Event Store eating up all most available memory

Paul_Dubs · September 6, 2015, 7:06pm

Hello everyone,
We are experiencing a reappearing problem where GES (version 3.0.1 through 3.0.5) is taking up a lot of memory for apparently no good reason.

It is running in a single node configuration on Ubuntu 14.04.2 LTS using this command line:

./run-node.sh --db /var/lib/eventstore --cached-chunks=0

We added --cached-chunks=0 after seeing the same behavior and searching this group for a solution.

It runs inside a VM with 2 available cores at 2.8 GHz and 6 GB RAM. The underlying hardware is mostly idle, so it is not starving for IO.

We are using GES through its HTTP interface and right now the software is idle (as it is most of the time, it usually has only 2 bursts of activity throughout the day with a few hundred events happening in several minutes; i.e. it doesn’t strain the system nor GES at all).

The log contains the following bits repeatedly:

[23549,10,18:39:10.157] SLOW BUS MSG [MainBus]: PurgeTimedOutRequests - 57ms.
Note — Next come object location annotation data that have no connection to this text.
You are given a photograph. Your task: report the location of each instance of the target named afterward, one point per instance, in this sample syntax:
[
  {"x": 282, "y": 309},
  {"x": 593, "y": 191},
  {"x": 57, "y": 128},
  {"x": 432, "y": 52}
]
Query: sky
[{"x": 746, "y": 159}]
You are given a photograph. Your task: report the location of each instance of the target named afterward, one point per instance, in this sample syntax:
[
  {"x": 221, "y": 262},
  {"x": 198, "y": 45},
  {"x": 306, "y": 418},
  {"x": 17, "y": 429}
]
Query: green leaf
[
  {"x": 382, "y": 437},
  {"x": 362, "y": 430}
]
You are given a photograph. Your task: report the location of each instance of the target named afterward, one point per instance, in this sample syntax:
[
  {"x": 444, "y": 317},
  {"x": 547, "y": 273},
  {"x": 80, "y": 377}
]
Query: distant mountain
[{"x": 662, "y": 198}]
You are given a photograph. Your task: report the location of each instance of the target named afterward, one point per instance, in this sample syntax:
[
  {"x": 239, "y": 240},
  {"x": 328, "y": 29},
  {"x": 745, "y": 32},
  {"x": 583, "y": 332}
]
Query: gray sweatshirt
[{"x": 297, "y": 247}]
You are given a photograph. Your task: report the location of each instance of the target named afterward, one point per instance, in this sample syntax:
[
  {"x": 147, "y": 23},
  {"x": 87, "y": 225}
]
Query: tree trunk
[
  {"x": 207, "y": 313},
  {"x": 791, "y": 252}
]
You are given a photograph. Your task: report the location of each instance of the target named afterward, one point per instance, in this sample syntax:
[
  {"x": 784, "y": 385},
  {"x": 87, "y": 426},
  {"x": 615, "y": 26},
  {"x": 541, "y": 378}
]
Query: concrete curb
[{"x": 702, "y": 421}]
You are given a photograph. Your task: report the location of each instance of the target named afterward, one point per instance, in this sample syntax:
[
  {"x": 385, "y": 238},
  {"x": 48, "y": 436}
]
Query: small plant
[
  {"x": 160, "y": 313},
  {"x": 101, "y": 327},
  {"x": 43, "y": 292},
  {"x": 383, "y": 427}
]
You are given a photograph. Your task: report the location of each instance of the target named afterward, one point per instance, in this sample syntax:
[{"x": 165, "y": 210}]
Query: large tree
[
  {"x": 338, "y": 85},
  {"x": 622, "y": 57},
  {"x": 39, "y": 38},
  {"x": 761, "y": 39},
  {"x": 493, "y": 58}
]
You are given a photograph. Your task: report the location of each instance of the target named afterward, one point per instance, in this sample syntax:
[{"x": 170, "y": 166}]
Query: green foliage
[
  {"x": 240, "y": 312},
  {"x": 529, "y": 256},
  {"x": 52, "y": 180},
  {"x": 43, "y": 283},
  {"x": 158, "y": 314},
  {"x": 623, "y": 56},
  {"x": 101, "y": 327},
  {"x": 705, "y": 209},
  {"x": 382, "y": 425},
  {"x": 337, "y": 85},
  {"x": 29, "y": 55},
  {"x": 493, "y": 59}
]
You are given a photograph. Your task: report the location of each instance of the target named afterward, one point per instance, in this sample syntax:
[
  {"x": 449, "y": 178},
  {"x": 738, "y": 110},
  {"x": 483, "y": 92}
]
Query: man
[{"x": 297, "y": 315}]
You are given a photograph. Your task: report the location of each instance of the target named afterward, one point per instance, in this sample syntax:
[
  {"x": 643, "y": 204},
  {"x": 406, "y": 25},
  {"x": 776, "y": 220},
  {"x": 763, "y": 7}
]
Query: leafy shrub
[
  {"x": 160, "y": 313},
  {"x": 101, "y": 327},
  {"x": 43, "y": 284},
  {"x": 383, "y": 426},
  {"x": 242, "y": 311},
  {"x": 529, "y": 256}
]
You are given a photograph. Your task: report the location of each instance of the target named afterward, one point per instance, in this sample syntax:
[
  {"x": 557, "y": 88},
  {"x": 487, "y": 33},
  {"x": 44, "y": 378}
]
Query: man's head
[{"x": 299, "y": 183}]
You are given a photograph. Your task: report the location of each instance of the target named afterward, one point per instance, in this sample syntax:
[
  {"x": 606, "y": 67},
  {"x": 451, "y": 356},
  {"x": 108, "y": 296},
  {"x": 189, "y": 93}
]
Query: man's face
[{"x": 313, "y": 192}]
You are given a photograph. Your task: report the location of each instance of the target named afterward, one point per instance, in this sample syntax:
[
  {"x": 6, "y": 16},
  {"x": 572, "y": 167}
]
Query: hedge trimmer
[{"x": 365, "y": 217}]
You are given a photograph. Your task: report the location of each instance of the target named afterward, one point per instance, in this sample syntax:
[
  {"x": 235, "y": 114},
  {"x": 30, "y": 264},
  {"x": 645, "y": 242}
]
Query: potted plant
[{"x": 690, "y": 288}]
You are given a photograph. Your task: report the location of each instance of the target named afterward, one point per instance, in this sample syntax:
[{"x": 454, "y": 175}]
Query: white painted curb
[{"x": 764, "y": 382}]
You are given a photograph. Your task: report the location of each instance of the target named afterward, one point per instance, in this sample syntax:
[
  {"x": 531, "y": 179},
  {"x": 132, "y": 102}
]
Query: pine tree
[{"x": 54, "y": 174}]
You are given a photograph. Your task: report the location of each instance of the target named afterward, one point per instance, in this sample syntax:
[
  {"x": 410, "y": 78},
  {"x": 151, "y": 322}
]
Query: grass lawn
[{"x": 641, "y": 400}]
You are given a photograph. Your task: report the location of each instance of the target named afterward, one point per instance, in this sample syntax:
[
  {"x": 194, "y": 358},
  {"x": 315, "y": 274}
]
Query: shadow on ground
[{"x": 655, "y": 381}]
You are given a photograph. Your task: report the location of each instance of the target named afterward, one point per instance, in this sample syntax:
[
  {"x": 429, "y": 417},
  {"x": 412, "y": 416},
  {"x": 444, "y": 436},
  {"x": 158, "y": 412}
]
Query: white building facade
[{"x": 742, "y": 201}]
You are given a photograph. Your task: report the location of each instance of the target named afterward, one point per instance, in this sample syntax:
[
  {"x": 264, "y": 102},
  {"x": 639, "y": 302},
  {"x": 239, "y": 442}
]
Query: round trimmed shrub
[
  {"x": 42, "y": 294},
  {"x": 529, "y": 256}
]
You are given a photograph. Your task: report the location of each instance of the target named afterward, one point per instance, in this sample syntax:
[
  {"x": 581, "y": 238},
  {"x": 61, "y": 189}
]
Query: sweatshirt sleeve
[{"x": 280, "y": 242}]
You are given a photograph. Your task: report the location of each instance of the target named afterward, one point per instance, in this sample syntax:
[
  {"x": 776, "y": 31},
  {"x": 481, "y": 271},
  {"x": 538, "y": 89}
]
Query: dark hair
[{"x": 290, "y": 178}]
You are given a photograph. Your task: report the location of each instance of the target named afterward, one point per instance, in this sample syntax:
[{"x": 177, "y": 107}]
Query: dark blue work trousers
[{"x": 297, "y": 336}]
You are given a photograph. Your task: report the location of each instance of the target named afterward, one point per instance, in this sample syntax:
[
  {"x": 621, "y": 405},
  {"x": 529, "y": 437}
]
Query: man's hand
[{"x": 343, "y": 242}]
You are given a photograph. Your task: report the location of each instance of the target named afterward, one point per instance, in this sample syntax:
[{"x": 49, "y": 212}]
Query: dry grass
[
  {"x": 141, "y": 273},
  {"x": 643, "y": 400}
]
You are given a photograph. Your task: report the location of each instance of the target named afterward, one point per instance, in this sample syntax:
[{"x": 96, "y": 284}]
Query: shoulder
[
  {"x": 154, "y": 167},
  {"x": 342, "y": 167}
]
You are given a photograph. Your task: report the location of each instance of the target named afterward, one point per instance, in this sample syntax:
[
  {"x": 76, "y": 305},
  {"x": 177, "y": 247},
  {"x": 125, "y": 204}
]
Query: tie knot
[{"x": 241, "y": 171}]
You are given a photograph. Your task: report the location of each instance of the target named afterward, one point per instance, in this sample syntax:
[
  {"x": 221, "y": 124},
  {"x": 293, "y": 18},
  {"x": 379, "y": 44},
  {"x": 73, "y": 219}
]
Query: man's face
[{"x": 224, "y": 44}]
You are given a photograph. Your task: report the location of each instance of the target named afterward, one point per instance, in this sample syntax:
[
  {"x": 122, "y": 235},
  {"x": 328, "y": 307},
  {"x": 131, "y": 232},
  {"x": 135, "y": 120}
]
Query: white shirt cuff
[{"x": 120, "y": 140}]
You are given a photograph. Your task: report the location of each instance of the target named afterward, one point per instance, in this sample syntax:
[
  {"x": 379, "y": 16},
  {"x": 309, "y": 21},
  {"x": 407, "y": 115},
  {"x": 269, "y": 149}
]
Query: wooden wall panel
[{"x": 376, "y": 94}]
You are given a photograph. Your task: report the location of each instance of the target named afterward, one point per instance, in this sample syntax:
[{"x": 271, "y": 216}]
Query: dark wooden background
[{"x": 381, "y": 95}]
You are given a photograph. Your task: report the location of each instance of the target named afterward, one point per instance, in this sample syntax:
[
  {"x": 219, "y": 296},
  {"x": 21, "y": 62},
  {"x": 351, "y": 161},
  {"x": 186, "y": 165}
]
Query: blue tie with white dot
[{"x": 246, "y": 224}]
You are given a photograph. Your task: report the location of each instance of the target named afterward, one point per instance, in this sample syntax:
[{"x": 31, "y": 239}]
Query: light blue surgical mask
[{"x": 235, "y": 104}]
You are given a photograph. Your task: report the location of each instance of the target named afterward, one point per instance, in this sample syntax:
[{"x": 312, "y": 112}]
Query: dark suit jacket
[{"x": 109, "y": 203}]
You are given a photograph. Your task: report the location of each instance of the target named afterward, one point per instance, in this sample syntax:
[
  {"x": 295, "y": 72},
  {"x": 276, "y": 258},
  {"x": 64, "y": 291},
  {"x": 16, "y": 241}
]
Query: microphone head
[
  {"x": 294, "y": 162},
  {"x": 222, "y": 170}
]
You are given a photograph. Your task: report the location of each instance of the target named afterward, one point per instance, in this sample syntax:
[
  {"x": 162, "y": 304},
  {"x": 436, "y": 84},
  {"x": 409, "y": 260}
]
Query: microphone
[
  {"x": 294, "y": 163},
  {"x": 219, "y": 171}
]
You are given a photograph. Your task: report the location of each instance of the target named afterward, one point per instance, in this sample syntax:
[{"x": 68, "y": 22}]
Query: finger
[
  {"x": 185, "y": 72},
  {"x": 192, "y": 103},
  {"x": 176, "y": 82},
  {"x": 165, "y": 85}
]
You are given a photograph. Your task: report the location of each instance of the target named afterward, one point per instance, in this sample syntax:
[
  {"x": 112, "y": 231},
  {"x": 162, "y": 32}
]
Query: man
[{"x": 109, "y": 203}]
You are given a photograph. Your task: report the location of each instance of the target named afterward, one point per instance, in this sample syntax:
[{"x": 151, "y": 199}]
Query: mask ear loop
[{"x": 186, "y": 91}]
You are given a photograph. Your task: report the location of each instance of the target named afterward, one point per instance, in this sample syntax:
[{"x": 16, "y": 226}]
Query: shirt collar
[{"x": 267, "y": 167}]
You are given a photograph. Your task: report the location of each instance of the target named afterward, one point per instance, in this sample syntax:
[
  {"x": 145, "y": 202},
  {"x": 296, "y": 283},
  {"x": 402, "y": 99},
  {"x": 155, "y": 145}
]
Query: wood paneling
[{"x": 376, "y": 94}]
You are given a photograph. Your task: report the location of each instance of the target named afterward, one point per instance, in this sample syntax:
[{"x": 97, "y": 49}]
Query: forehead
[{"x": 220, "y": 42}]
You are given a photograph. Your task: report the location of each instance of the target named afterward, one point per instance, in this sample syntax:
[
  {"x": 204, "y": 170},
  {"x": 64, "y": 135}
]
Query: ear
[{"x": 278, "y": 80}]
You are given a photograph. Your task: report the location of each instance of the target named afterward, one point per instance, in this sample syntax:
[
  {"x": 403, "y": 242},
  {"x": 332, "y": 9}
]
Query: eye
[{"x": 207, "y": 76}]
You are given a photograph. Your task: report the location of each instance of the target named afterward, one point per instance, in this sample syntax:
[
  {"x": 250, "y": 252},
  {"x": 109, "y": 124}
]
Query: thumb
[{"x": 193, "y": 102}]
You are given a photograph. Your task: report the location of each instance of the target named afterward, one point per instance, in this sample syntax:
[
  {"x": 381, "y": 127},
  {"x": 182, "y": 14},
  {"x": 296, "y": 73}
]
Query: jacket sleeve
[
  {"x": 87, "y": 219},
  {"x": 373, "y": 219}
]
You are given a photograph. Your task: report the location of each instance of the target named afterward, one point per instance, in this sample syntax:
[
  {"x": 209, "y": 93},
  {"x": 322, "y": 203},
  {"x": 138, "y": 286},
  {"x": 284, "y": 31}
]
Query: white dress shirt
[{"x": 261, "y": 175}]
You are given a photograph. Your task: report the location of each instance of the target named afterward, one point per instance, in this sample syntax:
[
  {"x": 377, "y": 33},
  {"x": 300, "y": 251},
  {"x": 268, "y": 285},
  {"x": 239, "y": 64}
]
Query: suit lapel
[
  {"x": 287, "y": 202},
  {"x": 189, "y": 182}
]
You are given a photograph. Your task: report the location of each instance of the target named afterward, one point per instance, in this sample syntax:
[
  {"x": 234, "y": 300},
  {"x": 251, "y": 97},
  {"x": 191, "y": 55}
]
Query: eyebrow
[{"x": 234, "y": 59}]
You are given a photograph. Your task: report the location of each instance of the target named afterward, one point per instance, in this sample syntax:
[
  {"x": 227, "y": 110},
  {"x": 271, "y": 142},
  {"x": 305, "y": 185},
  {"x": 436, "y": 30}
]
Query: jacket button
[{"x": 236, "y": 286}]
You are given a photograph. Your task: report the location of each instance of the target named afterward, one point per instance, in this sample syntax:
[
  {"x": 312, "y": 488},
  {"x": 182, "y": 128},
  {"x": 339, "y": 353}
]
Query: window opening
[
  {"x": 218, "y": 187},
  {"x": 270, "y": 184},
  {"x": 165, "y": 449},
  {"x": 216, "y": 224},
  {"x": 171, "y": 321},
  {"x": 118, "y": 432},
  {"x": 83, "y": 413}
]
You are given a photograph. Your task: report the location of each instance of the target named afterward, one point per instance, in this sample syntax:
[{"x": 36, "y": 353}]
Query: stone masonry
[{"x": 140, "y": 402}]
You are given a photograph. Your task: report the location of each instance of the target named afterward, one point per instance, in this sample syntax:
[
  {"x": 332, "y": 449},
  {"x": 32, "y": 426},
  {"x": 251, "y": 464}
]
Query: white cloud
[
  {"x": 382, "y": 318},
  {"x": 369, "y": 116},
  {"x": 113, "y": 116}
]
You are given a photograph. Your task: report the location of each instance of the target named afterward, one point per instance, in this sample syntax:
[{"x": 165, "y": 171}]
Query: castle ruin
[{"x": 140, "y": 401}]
Handler: HttpService.

[23549,11,18:39:10.168] SLOW BUS MSG [manager input bus]: RegularTimeout - 63ms. Handler: ProjectionCoreCoordinator.

[23549,10,18:39:10.177] SLOW QUEUE MSG [MainQueue]: PurgeTimedOutRequests - 207ms. Q: 0/5.

[23549,11,18:39:10.177] SLOW QUEUE MSG [Projections Master]: RegularTimeout - 80ms. Q: 0/1.

[23549,70,18:39:34.513] Couldn’t get drive name for directory ‘/var/lib/eventstore’ on Unix.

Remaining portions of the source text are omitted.